Le Conseil régional de la culture de l'Outaouais (CRCO) est depuis plus de trente ans l'interlocuteur privilégié en matière de culture en Outaouais. C'est est un organisme sans but lucratif contribuant au développement et au rayonnement de la culture par la concertation, la formation, la consultation et la représentation.

Le CRCO représente actuellement plus de 300 membres issus des domaines d'activités culturelles les plus diversifiés.

Le CRCO est d'avis que la culture et ses acteurs sont à la base de notre société. L'identité et la fierté collectives, ainsi que le sentiment d'appartenance passent inévitablement par la culture. Plus encore, la culture est une composante essentielle et incontournable du développement social et économique de notre société.

Le CRCO se veut le porte–parole des artistes, groupes ou collectifs et organismes œuvrant dans l'ensemble des secteurs artistiques, littéraires, patrimoniaux et culturels de l'Outaouais.

Le directeur général du CRCO, Monsieur Michel–Rémi Lafond, tient à remercier le comité conjoint de rédaction soit Me Robert Y. Cousineau et Me Isabelle Regout ainsi que les réviseurs Monsieur Bernard Slobodian et Madame Jasmine Ouellette.
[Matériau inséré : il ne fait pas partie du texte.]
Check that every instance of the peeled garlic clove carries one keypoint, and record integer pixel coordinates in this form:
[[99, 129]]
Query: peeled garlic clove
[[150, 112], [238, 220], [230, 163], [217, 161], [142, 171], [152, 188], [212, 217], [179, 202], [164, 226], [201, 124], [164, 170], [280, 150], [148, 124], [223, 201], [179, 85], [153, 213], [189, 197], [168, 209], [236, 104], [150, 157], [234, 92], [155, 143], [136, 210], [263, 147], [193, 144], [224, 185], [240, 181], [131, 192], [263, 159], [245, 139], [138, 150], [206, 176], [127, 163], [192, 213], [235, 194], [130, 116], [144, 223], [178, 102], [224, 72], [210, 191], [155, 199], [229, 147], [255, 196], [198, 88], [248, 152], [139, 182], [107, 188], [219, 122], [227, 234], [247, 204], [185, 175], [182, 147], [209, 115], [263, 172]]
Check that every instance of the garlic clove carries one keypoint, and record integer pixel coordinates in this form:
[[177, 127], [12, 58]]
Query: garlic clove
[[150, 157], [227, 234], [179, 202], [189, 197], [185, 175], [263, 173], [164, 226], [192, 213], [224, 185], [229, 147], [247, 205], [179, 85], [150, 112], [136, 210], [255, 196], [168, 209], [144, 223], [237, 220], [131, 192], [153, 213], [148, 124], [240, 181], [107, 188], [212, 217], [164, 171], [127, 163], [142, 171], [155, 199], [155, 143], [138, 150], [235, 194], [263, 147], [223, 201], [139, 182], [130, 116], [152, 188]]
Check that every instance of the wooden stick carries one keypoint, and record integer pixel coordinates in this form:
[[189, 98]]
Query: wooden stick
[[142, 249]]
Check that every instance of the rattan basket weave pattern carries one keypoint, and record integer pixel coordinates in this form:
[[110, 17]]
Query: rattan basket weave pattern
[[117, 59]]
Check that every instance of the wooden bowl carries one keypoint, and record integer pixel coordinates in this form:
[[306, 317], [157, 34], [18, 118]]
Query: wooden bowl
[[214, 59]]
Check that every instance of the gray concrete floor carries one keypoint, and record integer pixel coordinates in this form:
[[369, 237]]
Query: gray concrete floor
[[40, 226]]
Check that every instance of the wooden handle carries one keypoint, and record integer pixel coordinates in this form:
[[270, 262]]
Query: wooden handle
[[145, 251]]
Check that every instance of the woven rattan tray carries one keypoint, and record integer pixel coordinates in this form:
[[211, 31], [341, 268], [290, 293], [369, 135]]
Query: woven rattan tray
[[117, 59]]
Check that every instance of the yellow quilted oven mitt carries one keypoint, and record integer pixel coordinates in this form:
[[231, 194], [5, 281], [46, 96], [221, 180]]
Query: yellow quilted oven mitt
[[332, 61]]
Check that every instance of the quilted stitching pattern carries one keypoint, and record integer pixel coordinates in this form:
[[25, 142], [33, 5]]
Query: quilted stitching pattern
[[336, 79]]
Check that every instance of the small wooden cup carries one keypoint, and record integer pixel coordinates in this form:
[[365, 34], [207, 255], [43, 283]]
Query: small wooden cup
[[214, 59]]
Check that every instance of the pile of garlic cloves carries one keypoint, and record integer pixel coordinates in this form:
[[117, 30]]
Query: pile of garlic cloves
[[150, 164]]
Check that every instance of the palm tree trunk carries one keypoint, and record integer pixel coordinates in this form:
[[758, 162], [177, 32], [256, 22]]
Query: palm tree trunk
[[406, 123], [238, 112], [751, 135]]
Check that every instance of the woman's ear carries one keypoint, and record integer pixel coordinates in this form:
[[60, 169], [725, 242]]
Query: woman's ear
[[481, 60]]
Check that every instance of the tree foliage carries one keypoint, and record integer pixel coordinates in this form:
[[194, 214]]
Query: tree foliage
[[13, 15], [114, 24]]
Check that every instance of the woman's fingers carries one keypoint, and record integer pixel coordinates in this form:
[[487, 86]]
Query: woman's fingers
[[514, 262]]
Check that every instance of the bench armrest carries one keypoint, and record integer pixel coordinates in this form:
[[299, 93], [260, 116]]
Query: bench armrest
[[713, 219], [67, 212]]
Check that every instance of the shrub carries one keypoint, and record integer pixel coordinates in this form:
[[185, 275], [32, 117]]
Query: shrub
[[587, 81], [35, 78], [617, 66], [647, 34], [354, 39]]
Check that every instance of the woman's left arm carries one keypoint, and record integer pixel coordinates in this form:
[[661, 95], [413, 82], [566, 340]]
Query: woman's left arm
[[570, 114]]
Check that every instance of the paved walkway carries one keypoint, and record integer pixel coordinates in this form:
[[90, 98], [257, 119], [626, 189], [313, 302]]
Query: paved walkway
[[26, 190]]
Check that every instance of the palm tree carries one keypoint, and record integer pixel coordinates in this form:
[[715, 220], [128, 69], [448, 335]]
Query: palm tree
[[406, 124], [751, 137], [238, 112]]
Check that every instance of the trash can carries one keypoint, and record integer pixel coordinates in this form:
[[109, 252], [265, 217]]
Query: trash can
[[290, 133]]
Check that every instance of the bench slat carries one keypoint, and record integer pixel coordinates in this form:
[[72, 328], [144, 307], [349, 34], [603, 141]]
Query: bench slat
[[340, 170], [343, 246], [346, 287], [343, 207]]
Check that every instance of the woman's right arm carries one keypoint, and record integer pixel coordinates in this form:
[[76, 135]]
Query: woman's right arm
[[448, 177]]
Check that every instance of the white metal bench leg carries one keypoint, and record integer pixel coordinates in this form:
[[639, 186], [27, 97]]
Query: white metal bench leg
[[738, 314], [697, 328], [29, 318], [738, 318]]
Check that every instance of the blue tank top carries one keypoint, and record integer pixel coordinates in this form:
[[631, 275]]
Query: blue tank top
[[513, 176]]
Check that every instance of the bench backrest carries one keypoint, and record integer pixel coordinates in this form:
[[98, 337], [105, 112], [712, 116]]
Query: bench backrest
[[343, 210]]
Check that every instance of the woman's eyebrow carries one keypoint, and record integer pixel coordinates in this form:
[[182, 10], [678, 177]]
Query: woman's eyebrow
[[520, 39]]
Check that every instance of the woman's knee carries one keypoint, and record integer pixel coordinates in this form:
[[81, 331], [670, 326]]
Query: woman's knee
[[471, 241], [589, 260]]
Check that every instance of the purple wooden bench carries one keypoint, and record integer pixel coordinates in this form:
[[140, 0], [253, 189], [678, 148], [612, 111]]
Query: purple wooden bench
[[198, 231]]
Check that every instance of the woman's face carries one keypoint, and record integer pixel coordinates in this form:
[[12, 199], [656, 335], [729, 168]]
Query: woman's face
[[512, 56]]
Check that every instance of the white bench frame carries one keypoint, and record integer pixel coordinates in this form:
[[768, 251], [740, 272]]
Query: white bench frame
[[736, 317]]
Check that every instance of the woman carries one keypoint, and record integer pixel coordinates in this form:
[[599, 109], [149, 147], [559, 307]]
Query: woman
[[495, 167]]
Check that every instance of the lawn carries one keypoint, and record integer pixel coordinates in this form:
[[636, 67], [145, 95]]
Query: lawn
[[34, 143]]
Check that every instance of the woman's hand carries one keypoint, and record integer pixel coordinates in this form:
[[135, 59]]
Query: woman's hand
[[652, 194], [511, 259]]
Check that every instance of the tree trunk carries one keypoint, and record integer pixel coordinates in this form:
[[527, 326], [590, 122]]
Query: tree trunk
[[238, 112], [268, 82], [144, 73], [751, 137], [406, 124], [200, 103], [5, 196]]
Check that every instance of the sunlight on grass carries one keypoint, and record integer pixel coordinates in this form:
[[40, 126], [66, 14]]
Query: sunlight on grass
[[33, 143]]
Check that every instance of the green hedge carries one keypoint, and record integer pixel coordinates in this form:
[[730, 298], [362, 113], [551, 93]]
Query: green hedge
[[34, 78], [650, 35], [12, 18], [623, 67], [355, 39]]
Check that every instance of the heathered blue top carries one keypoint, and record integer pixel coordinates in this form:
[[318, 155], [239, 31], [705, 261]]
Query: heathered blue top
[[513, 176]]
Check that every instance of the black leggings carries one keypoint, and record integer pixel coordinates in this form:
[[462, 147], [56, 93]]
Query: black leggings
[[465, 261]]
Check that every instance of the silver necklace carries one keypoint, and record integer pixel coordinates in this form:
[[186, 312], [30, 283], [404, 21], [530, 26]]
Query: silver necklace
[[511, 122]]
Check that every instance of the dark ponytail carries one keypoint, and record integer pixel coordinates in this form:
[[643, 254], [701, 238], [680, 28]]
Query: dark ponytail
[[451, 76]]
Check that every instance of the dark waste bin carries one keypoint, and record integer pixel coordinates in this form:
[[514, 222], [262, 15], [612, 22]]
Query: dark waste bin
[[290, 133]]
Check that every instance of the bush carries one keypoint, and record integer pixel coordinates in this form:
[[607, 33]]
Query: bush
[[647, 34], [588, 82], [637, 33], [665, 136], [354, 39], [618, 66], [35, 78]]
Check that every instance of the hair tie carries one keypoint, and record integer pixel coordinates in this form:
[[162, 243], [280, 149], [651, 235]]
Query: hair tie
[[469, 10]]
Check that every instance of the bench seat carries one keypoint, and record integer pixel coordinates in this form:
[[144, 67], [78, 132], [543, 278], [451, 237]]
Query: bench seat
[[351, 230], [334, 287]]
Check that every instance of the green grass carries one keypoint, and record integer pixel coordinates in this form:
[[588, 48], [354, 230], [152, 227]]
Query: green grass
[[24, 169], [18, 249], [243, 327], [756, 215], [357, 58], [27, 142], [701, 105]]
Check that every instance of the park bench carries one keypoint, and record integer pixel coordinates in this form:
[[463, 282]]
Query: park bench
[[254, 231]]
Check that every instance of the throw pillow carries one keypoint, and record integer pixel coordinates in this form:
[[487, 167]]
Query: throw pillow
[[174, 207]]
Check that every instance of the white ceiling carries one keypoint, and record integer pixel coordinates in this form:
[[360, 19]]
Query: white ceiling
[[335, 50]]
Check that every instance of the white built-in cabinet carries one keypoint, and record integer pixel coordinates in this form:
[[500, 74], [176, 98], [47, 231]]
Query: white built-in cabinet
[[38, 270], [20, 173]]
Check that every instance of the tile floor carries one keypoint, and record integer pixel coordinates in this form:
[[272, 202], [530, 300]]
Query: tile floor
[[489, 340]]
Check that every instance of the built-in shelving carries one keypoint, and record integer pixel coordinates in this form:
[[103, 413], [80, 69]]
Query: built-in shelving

L'IMPORTANCE DU DROIT D'AUTEUR

On ne s'étonne plus d'entendre que le respect du droit d'auteur est fondamental pour favoriser la création, le maintien et la diversité de la connaissance, lesquels sont aux fondements d'une richesse essentielle à toute société libre et démocratique1.

Il sera d'actualité de se rappeler que le gouvernement du Canada a lui–même déclaré formellement, dans sa Loi sur le statut de l'artiste2, qu'il reconnaît les impératifs suivants en matière culturelle:

  1. l'importance de la contribution des artistes à l'enrichissement culturel, social, économique et politique du Canada;
  2. l'importance pour la société canadienne d'accorder aux artistes un statut qui reflète leur rôle de premier plan dans le développement et l'épanouissement de sa vie artistique et culturelle, ainsi que leur apport en ce qui touche la qualité de la vie;
  3. le rôle des artistes, notamment d'exprimer l'existence collective des Canadiens et Canadiennes dans sa diversité ainsi que leurs aspirations individuelles et collectives;
  4. la créativité artistique comme moteur du développement et de l'épanouissement d'industries culturelles dynamiques au Canada;
  5. l'importance pour les artistes de recevoir une indemnisation pour l'utilisation, et notamment le prêt public, de leurs œuvres.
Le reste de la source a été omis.